Do nothing from selfishness or empty conceit, but with humility of mind let each of you regard one another as more important than himself;  do not merely look out for your own personal interests, but also for the interests of others.   Have this attitude in yourselves which was also in Christ Jesus.

This is so counter-cultural that, frankly, it is difficult for us to incorporate it into our lifestyle. We are actually supposed to put the needs and desires of others before our own wants. For most of us this is beyond difficult. In truth, we rarely even recognize the opportunities which pass by us, opportunities to be a little less selfish. I received one of those opportunities recently and it gave me a chance to examine whether my theology was integrated into my lifestyle or just a collection of pretty thoughts and ideals.

I had to take my car in for routine maintenance. I took my book hoping that I could get a little of my class reading done while awaiting my car. Well, there is a television in the waiting room. I usually prefer not to have a television on so that I can read without distraction. But you know what – it’s not all about me. There were other people there waiting for their cars too. At first it appeared that no one was listening to the TV so I was going to ask them if they minded me turning the volume down. No sooner, however, did I think that thought than this scripture came to mind. Why did the situation need to revolve around my desires or even needs. “Well,” I thought, “if no one is listening to it, what does it bother for me to ask?” But God responded to me instantly. Have you ever noticed that when you really don’t want to hear God it is really easy to hear His voice? Well, anyway, God showed me that the other people there, though they did not appear to be paying attention to the TV, might be enjoying having it on in the background. If I had asked they likely would have consented even though it wasn’t what they wanted. My pursuit of my desires would have put them in an awkward position where they may feel compelled to consent. Why should the world bend and contort to meet my perceived needs?

All of this happened in a flash but I knew this was a point of personal growth. What was more important to me, reading my Christian book for my doctorate in Theology or living my theology?
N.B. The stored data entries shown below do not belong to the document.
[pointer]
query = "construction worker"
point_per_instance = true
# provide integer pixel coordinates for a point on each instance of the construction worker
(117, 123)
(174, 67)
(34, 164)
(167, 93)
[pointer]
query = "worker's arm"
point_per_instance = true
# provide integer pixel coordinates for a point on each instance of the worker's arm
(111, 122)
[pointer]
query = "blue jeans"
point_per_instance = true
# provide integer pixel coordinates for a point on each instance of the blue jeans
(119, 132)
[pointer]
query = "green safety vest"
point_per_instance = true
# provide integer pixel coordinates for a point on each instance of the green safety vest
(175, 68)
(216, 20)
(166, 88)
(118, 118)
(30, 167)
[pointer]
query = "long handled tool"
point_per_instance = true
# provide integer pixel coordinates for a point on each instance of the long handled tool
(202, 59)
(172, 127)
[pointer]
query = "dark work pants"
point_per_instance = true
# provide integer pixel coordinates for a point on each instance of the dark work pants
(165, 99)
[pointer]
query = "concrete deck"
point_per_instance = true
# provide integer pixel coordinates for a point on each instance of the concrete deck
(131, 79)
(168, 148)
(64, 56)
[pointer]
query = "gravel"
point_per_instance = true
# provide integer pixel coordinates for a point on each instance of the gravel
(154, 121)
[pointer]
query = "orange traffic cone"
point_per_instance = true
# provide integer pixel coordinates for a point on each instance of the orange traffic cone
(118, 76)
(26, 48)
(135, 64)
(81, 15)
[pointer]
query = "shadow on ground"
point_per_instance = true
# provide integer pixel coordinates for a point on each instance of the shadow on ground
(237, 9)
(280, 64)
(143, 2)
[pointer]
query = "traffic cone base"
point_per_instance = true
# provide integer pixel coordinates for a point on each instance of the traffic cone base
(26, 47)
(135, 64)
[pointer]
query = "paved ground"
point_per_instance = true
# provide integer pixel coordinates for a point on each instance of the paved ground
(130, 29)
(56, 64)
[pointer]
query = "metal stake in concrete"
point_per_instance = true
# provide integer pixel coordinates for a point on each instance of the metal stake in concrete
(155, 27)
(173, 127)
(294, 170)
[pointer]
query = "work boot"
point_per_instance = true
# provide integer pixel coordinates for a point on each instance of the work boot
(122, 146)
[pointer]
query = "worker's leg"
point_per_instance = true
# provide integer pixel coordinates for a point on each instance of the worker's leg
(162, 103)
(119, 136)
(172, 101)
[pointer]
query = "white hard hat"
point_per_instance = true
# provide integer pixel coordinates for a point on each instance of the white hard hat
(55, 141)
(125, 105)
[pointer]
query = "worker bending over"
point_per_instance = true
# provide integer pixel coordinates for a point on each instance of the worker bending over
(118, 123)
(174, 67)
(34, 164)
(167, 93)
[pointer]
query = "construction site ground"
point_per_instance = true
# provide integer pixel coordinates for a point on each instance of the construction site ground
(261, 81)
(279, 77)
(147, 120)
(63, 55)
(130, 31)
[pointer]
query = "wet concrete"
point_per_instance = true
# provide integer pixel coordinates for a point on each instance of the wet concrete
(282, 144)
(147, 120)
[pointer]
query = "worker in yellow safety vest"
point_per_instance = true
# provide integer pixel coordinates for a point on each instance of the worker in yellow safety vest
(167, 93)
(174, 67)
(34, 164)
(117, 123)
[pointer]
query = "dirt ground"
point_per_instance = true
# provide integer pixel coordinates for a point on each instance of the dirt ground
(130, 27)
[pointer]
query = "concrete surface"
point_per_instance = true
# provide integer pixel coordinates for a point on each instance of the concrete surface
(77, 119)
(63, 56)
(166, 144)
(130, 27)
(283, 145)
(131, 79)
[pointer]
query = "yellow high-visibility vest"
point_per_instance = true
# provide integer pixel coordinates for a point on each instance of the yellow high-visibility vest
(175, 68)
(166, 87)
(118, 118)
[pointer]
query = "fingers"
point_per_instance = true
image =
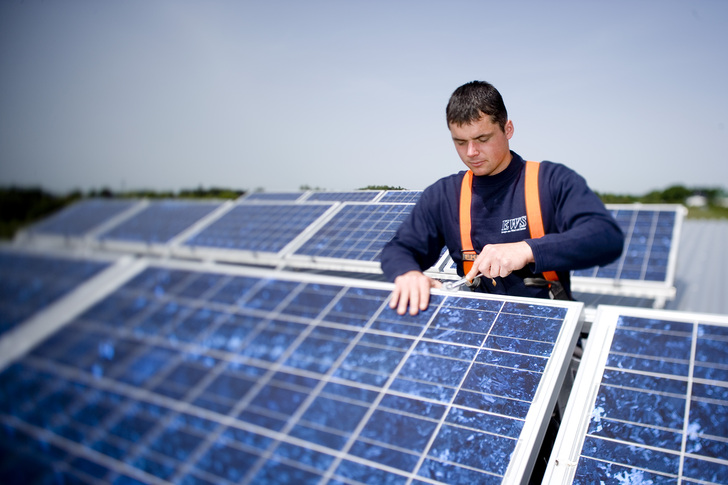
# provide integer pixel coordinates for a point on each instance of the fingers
(500, 260)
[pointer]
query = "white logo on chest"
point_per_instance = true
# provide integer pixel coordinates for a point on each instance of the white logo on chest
(513, 225)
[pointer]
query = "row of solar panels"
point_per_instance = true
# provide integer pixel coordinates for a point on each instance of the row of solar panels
(133, 371)
(338, 231)
(185, 372)
(343, 235)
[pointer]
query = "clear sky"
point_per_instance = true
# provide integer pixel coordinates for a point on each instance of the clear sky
(172, 94)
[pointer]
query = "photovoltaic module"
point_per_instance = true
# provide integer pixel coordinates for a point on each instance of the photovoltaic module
(650, 402)
(233, 375)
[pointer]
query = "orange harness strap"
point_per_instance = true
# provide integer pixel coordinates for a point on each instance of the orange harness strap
(533, 209)
(466, 195)
(533, 214)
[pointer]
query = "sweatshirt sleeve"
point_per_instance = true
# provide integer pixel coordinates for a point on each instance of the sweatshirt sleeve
(580, 231)
(418, 242)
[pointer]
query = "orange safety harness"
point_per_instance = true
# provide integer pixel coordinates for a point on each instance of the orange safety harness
(533, 215)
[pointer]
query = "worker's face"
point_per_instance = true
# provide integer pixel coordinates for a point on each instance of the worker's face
(482, 145)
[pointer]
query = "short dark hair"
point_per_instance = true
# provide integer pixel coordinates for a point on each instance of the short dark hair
(471, 101)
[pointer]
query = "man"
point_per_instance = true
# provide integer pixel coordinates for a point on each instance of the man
(579, 231)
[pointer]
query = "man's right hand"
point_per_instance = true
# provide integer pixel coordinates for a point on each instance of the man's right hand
(412, 289)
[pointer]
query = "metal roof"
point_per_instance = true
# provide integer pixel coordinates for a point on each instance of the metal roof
(701, 269)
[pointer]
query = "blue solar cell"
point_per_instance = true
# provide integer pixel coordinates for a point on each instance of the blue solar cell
(274, 196)
(356, 232)
(648, 242)
(29, 283)
(358, 196)
(254, 227)
(173, 377)
(654, 411)
(401, 196)
(160, 221)
(82, 217)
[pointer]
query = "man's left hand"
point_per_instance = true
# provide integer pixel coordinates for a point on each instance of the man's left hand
(501, 260)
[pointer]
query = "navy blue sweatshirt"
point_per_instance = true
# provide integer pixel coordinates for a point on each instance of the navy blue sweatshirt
(579, 231)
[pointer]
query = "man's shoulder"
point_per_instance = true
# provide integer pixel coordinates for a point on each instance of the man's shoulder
(446, 183)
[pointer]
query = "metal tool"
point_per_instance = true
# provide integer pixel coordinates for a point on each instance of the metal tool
(454, 285)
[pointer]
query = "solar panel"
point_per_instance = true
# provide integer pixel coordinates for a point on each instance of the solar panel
(160, 221)
(650, 402)
(30, 282)
(649, 256)
(80, 218)
(259, 227)
(274, 196)
(356, 232)
(239, 376)
(356, 196)
(400, 196)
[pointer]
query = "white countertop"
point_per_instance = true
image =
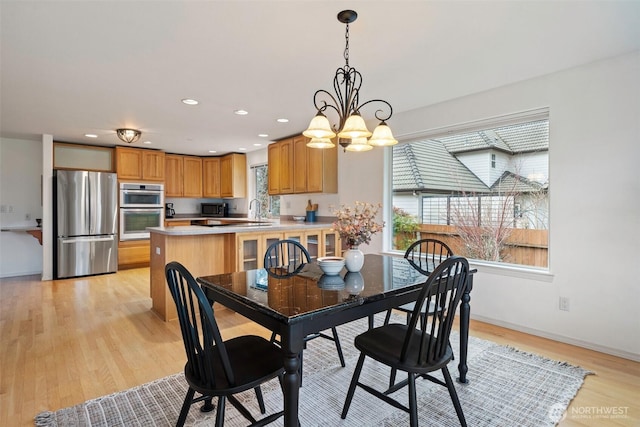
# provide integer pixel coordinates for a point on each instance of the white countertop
(194, 230)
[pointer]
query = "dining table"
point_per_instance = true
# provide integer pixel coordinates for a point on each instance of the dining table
(305, 301)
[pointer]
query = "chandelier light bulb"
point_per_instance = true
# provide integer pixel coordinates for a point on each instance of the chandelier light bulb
(354, 127)
(319, 127)
(320, 143)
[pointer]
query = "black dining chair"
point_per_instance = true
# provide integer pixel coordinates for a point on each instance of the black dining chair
(217, 368)
(286, 258)
(424, 255)
(418, 348)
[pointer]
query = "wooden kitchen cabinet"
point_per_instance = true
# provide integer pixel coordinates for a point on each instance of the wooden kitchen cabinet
(300, 149)
(319, 241)
(233, 176)
(133, 254)
(251, 248)
(183, 176)
(273, 156)
(280, 160)
(192, 183)
(211, 177)
(296, 168)
(173, 175)
(139, 164)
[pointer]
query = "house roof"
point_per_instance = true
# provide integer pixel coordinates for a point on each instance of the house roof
(510, 182)
(513, 139)
(428, 165)
(431, 164)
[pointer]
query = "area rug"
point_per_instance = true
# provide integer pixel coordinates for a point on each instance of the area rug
(507, 387)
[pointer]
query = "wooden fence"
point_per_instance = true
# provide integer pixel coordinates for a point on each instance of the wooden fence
(524, 246)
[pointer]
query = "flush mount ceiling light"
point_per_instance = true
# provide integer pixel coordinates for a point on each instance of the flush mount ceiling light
(128, 135)
(352, 131)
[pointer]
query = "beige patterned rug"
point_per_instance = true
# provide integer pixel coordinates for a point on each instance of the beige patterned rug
(507, 388)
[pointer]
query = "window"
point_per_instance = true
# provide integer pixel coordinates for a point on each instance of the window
(497, 214)
(268, 204)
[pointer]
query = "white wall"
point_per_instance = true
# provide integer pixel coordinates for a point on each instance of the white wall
(594, 198)
(20, 170)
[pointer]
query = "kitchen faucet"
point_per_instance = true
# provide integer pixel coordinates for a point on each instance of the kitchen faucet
(258, 213)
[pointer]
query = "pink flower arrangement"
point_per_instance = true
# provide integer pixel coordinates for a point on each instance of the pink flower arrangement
(357, 224)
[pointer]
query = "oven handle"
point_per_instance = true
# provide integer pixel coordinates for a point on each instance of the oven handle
(142, 191)
(155, 208)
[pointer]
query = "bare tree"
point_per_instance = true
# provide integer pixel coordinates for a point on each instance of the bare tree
(485, 221)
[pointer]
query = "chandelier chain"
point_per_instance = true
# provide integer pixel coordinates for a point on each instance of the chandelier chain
(346, 47)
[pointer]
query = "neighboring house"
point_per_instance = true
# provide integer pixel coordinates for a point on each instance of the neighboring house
(509, 161)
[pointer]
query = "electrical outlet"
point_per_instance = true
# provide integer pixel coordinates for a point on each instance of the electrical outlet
(564, 304)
Was it better to put my need for silence at the forefront or to let Jesus lead me and teach me about his divine outlook? Happily Dad spoke in my ear before I could open my mouth. Would it have been a huge sin had I put my needs first? Well, I don’t know. A sin is a sin, isn’t it? I don’t think Dad would have been horribly mad at me but He would see that I just wasn’t ready to grow up. 

As it turns out, I learned more not getting to do my homework than had I imposed my will on the others. Look around you today. Are there ways you can be a blessing to others? Maybe it is just about not being so concerned about what you want or what you perceive you need. There is an opportunity out there for each of us. I hope you find yours.